Given that most of us are driving two-ton tanks and have the attention span of a mosquito, we need to have a reckoning with the cycling community. The fact that there have been several fatalities around Atlanta over the last year demands it.
A few weeks ago during a rare break from the torrential downpours, I led Thornton, 11, and Virginia, 9, on a bike ride which took us for a spell down West Paces Ferry Road. We wore helmets and rode on the sidewalk, but it was a harrowing experience. There was almost no buffer between us and the automobiles, which seemed to be traveling at the speed of light.
Meanwhile, drivers weren’t taking us into consideration at all. By the time they noticed us, we were a blip in their rearview mirror. Our little daredevil Virginia gave me a series of mild heart attacks as she sped along. Riding in the road, which is legally what we are supposed to do, would be to put our fate in the hands of those drivers, which wasn’t going to happen. I felt in a way we were doing that just by riding on the sidewalk.

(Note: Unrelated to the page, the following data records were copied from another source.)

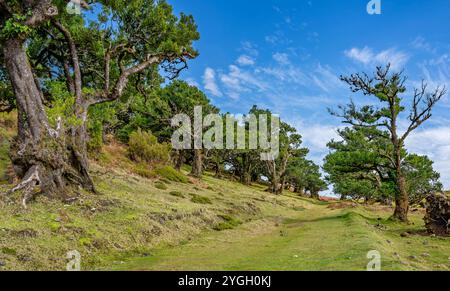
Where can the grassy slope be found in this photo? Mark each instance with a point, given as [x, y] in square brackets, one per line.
[135, 225]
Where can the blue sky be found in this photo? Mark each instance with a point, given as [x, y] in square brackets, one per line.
[287, 55]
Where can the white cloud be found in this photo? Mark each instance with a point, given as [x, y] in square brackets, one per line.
[367, 56]
[281, 58]
[250, 48]
[192, 82]
[245, 60]
[421, 44]
[209, 82]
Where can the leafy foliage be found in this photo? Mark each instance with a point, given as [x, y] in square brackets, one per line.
[144, 147]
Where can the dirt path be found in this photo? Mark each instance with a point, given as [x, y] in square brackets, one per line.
[316, 239]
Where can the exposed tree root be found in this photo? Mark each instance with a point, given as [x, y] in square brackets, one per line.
[28, 185]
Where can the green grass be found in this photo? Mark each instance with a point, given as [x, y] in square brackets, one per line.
[221, 225]
[200, 199]
[318, 239]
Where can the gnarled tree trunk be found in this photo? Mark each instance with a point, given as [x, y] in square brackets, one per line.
[438, 214]
[42, 157]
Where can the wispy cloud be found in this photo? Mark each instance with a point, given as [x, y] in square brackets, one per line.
[192, 82]
[435, 143]
[238, 80]
[281, 58]
[209, 82]
[369, 57]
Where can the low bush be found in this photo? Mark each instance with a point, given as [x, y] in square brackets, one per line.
[228, 223]
[200, 199]
[169, 173]
[177, 194]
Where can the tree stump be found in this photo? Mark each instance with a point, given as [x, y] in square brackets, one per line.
[438, 214]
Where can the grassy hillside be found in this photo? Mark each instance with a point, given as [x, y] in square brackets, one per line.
[154, 223]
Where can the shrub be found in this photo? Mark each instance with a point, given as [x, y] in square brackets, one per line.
[200, 199]
[177, 194]
[160, 186]
[169, 173]
[144, 147]
[143, 171]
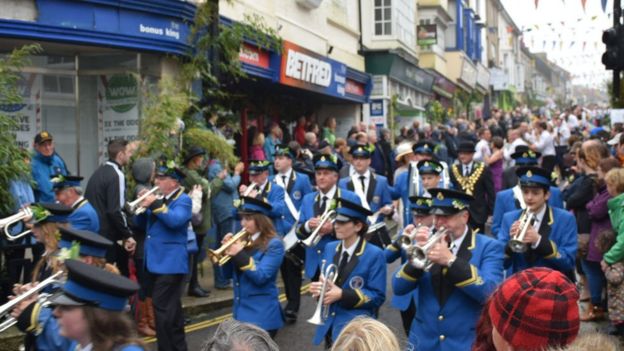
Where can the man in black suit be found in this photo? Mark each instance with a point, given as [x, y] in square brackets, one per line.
[474, 178]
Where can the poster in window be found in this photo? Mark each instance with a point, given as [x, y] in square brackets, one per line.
[118, 111]
[27, 114]
[426, 35]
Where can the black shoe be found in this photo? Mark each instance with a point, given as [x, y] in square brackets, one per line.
[290, 317]
[198, 292]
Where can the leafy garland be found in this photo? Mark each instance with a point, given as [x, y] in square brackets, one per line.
[12, 158]
[468, 183]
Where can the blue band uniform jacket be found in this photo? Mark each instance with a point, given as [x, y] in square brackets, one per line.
[298, 186]
[507, 202]
[84, 217]
[363, 284]
[557, 248]
[310, 208]
[166, 224]
[450, 300]
[256, 296]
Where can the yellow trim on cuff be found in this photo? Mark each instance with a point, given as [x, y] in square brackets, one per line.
[251, 266]
[474, 278]
[161, 209]
[34, 318]
[362, 298]
[403, 275]
[555, 253]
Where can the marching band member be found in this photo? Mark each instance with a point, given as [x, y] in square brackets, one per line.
[421, 207]
[296, 185]
[68, 192]
[372, 189]
[90, 310]
[259, 176]
[360, 285]
[474, 178]
[37, 320]
[551, 237]
[409, 184]
[256, 297]
[511, 199]
[453, 291]
[166, 257]
[313, 206]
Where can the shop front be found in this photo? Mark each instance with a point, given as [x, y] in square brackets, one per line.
[84, 87]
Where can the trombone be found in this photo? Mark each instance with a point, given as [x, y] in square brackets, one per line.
[5, 310]
[135, 207]
[322, 311]
[315, 237]
[8, 222]
[219, 256]
[516, 244]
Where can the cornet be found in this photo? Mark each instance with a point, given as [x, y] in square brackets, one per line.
[315, 237]
[516, 244]
[135, 207]
[219, 256]
[322, 312]
[7, 222]
[418, 253]
[5, 310]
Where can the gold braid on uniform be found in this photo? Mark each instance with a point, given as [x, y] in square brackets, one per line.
[468, 183]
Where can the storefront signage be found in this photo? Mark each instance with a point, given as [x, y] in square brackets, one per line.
[254, 56]
[27, 115]
[426, 34]
[305, 69]
[118, 112]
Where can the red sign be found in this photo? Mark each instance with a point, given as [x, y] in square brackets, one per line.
[354, 88]
[255, 56]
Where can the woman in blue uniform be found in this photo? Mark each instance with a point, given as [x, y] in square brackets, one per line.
[90, 310]
[360, 285]
[256, 266]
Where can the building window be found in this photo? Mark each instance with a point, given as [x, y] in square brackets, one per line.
[383, 17]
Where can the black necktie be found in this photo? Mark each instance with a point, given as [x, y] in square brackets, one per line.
[323, 203]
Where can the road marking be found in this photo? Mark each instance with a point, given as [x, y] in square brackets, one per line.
[217, 320]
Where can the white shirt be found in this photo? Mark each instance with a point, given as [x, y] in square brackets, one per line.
[545, 144]
[286, 180]
[482, 150]
[350, 250]
[456, 244]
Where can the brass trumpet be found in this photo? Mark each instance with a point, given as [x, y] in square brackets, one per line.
[5, 310]
[418, 253]
[330, 273]
[516, 244]
[8, 222]
[315, 237]
[135, 207]
[219, 256]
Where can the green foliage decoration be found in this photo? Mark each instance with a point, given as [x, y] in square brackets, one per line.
[12, 158]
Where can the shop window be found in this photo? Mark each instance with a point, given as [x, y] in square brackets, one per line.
[383, 17]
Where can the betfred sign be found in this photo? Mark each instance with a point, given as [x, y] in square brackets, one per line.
[254, 56]
[308, 70]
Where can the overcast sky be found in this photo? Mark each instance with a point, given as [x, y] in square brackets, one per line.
[574, 44]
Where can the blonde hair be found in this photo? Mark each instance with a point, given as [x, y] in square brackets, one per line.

The recent repainting of West Paces Ferry near the intersection of Peachtree has seemingly solved that. Half of the road is now a dedicated a bike lane that no one uses. Meanwhile, traffic is backing up a half a mile because the city inexplicably decided to take a two-lane road and make it one. I would feel a little better about it if a cyclist ever used the lane.
It is not the cyclists that need to pay attention to the drivers. They are exposed, they are the ones trying to fit between a white line and edge of the road, which in just about every case, except apparently in front of Whole Foods, is too narrow to actually fit a bicycle of any kind.
My friends who ride say the best thing to do if you get behind them is to pass as quickly as possible. They are not sympathetic to trying to pass someone on a bicycle on a narrow street with oncoming traffic traveling at 50 mph.
Cyclists drive cars, and most drivers have ridden a bike. It is more the cyclists’ road than the drivers’, as the danger is much higher in their case. We just need to learn to get past them safely.